Data Races with Example

There have been many infamous cases of software failures because of simple bugs. Data races is one of such bugs, that may not only lead to monetary losses but may also have life threatening repercussions. Therac-25, a radiation therapy machine that was used to treat patients with cancer in the past had a concurrency bug which was triggered on some particular conditions. When the bug was triggered the machine delivered lethal doses radiations to its patients, which led to deaths of over 5 patients.
Another famous example of software failure caused due to a data race is the Paypal bug that caused a deposit of amount $92 quadrillion into a Paypal user's account, and that is a lot of money!

So, what is a data race?
In a multi-threaded program, when two or more threads access the same shared variable (global or static) concurrently or at the same time where atleast one of the threads performs a write operation leads to a data race. As a data race may wrongly update the value of the variable it can later lead to an error. But not all the races are harmful, some races are intentionally introduced  by the developers to improve performance of the system.

To sum up, data race occurs when all three of the listed points are satisfied:

1. Two or more threads must be accessing a shared data.
2. At least one of them performs a write operation.
3. The accesses or operations are not secured inside locks.

As displayed in the above example, Threads T1 and T2 are both trying to append the shared variable 'i' by 6. Before T1's update is reflected in the memory T2 picks up the old value of 'i' and appends it. Now, irrespective of which thread updates the memory last, 'i' will contain a wrong value.

The picture below represents the correct execution of the above example, where thread T1 updates the value and writes in the memory first followed by T2 reading the updated value. To guarantee race free executions. developers employ different techniques. Using locks is one of these. In locking, if some thread say Tx holds some lock over a critical section where a shared variable is getting modified, only Tx can execute the critical section and no other thread can start the execution before Tx has released the lock. Some other famous mechanisms to avoid data races are  atomic variables, semaphores and mutexes.

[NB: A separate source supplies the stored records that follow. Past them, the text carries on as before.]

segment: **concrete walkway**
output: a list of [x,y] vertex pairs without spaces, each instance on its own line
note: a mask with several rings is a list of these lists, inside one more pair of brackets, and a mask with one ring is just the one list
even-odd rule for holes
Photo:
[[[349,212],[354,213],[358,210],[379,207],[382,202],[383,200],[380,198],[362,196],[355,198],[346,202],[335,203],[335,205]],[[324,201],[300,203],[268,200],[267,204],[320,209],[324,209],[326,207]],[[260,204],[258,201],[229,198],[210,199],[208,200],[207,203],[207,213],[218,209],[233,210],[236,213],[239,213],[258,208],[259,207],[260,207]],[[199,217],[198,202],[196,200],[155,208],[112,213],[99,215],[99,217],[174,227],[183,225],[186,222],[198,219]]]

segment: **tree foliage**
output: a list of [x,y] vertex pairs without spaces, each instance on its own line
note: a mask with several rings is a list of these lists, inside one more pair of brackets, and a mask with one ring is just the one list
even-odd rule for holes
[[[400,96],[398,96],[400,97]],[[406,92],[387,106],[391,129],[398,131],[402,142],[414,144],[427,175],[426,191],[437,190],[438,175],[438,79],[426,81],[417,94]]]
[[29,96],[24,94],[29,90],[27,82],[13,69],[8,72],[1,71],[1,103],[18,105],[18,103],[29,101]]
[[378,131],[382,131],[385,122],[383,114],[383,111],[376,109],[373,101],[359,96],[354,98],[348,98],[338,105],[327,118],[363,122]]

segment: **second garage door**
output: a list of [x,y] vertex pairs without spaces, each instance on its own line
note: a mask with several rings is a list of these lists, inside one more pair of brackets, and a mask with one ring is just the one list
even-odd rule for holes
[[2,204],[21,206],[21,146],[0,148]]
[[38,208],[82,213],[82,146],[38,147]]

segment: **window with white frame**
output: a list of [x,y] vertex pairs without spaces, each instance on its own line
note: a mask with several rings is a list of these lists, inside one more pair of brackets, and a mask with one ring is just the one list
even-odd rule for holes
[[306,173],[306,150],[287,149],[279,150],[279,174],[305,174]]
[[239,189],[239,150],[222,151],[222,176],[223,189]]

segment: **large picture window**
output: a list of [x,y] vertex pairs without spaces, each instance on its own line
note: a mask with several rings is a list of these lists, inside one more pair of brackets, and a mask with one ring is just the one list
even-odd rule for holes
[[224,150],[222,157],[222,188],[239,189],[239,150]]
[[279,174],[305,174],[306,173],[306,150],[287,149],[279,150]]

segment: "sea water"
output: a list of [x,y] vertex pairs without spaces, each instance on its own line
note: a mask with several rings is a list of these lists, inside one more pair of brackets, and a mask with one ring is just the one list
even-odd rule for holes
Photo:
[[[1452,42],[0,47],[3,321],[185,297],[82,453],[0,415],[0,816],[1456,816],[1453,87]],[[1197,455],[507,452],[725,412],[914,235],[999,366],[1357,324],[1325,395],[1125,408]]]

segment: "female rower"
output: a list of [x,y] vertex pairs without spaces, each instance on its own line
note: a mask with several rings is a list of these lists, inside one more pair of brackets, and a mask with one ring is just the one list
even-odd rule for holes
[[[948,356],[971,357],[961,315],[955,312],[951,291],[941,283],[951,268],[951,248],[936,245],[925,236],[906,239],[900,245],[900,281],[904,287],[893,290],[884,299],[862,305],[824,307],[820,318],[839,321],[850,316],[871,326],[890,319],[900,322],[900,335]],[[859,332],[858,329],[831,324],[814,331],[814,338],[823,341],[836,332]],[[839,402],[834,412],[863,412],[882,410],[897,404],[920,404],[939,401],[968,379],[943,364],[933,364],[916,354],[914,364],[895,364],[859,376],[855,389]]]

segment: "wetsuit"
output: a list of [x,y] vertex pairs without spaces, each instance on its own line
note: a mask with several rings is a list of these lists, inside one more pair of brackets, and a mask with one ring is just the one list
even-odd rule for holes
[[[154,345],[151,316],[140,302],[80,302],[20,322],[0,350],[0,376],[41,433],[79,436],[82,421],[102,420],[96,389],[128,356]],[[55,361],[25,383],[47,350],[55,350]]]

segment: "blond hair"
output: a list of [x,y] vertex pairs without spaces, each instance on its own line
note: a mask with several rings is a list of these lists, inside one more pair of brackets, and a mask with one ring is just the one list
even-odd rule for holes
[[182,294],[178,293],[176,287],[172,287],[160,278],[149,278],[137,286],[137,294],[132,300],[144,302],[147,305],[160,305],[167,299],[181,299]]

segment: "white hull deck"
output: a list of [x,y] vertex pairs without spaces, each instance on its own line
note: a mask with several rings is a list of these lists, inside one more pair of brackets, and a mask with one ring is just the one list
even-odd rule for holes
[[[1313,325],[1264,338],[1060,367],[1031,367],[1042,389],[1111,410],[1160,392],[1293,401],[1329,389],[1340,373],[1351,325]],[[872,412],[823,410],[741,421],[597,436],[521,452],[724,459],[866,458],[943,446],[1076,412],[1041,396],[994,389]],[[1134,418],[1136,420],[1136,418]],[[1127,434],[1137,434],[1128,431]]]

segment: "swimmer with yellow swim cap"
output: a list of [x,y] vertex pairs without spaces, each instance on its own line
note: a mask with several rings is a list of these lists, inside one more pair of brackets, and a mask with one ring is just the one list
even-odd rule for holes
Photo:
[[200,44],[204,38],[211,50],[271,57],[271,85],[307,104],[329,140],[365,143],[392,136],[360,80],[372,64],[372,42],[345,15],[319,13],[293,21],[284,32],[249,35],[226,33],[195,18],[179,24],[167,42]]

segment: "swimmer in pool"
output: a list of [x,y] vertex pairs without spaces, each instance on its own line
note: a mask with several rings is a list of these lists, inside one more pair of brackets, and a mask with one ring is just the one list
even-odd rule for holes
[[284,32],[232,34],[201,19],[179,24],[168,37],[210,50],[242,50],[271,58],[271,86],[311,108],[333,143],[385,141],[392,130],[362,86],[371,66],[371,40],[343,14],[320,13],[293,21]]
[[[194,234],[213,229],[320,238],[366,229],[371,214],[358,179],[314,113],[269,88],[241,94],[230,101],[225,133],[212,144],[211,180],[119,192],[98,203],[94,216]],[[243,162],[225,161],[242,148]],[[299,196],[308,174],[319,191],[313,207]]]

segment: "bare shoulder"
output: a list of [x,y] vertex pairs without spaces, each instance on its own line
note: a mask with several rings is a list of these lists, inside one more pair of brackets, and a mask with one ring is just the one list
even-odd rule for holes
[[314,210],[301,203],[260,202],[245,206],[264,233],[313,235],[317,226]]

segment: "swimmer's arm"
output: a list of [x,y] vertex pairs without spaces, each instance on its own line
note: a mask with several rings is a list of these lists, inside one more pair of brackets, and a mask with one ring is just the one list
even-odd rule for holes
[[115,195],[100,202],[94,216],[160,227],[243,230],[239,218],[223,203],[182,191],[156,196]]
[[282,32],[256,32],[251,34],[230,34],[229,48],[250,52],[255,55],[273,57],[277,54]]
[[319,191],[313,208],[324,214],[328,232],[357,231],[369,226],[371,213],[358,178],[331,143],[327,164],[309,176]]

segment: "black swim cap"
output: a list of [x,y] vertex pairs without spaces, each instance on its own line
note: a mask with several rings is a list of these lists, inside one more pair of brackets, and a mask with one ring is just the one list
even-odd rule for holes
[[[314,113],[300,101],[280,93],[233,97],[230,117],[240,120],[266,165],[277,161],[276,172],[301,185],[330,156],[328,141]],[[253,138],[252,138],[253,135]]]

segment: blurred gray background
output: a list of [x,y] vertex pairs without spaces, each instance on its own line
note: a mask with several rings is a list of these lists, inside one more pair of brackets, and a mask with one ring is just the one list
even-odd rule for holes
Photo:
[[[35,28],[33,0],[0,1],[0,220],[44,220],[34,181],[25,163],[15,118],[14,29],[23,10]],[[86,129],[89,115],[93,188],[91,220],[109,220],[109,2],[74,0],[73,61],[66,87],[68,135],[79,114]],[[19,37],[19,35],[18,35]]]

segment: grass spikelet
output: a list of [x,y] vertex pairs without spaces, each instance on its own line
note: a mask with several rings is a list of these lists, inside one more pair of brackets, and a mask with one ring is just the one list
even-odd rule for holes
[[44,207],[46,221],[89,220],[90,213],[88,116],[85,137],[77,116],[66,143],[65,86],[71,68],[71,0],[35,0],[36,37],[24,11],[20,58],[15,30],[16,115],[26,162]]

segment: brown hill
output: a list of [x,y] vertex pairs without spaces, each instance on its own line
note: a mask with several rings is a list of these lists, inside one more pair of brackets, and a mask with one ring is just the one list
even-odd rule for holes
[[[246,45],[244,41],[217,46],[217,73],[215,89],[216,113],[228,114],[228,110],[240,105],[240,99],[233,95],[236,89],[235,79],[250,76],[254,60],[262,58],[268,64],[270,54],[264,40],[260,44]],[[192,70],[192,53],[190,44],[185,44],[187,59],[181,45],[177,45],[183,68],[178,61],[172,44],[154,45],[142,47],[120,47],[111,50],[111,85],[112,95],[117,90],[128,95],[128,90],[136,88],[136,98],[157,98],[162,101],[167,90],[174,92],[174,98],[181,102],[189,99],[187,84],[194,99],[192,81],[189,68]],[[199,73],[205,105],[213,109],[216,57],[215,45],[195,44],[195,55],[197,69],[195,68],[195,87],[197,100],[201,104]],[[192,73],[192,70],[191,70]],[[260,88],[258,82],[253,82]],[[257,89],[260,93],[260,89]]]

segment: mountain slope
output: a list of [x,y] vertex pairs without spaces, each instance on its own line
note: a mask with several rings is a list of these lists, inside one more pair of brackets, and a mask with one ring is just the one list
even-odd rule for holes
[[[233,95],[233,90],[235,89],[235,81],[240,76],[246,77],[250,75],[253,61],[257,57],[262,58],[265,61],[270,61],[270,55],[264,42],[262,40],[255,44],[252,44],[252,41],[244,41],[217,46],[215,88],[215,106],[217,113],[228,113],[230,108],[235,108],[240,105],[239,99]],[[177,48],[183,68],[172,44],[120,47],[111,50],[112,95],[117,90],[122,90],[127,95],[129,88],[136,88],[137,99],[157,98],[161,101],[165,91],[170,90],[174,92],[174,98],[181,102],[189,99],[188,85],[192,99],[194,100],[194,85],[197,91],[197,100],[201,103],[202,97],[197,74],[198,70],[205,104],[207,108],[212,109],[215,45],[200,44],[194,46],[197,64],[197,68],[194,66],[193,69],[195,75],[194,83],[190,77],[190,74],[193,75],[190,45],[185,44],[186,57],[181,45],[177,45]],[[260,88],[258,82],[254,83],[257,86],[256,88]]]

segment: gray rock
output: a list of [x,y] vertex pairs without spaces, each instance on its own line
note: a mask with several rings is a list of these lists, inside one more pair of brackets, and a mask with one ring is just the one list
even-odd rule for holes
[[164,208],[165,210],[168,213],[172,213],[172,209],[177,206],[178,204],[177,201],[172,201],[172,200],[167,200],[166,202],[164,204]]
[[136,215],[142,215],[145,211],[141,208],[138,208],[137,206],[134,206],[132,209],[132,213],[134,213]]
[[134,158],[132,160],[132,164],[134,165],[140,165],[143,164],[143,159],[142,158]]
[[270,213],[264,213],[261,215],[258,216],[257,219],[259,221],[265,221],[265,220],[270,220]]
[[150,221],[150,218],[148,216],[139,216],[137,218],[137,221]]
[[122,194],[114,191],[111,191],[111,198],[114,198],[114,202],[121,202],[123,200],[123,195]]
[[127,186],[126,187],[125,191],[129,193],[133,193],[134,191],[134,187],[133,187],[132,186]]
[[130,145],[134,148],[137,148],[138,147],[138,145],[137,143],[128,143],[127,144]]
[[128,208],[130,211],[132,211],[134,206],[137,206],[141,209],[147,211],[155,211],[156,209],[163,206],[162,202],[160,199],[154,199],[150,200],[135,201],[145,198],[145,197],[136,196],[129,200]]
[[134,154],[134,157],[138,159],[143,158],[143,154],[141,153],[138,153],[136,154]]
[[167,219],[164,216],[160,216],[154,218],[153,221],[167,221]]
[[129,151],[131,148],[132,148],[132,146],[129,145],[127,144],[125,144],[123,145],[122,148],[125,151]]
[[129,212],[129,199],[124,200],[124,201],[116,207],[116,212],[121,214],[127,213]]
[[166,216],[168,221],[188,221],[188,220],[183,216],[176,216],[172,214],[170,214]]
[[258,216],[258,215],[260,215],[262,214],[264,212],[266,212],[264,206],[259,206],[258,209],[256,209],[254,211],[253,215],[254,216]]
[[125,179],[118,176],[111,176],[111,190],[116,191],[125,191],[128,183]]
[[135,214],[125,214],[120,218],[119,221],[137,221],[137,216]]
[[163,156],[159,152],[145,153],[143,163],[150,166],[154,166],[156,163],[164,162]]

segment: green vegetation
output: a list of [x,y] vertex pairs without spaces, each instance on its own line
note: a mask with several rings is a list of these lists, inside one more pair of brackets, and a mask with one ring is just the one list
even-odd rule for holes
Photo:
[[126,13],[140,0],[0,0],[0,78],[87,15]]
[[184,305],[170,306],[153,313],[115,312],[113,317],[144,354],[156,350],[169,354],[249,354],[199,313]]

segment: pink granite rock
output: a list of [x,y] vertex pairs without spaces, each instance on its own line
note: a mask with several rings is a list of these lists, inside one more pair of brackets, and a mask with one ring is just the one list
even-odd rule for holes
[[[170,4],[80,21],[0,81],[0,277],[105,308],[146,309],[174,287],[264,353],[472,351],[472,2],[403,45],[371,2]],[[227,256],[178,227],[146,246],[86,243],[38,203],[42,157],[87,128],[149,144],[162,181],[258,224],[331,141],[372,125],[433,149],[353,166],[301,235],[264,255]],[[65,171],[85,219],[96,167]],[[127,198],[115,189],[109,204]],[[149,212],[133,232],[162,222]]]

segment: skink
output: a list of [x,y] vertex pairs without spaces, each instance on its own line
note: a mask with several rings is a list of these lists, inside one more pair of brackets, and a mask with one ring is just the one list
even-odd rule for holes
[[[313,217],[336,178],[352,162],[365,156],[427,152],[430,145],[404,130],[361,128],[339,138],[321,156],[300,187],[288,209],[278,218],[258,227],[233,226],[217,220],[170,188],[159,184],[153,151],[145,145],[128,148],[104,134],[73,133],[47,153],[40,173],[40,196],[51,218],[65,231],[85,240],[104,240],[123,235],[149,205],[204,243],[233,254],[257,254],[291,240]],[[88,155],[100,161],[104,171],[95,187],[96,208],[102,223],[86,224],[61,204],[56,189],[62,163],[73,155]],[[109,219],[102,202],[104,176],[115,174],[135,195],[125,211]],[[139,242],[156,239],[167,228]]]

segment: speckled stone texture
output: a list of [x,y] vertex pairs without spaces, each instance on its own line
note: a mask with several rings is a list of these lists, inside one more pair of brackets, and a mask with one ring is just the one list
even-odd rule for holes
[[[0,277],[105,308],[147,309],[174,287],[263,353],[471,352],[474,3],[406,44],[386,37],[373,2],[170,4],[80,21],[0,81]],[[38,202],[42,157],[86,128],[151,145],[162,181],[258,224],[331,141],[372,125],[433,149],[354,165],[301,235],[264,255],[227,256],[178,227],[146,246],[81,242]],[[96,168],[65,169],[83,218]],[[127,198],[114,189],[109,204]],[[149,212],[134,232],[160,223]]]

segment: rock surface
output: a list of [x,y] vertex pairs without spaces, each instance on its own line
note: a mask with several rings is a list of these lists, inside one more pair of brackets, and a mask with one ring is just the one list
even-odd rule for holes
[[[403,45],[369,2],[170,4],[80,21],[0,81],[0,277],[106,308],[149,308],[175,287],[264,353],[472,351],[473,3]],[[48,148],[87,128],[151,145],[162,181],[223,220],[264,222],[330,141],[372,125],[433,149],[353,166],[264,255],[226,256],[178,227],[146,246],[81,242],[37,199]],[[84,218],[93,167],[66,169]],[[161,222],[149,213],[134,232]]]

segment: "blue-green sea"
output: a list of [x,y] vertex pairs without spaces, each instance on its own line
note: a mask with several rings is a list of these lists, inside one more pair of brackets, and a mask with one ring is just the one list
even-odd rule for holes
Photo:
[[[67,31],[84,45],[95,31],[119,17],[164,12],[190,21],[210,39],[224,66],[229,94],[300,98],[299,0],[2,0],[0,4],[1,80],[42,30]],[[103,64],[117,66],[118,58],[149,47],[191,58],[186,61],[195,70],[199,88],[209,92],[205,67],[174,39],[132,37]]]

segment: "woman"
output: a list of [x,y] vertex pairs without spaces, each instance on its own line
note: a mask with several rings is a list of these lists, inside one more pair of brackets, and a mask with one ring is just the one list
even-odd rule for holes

No locks are required in the case where concurrent accesses or updates do not cause any anomaly. Indeed these cases can be exploit to improve the program performance. For example, if in above example the variable 'i' was getting assigned a same value by both the threads say 'y', it would not cause any error no matter what order the threads are executed.

When creating a data race detection system detection system, it becomes important to alert the user for only harmful races and minimize the false positives (Notifying the presence of a data race when it is not present). For this, designing a scheduler is recommended which can replay all the interleavings to determine if there exists a particular interleaving for a data race that can cause an a error in the future.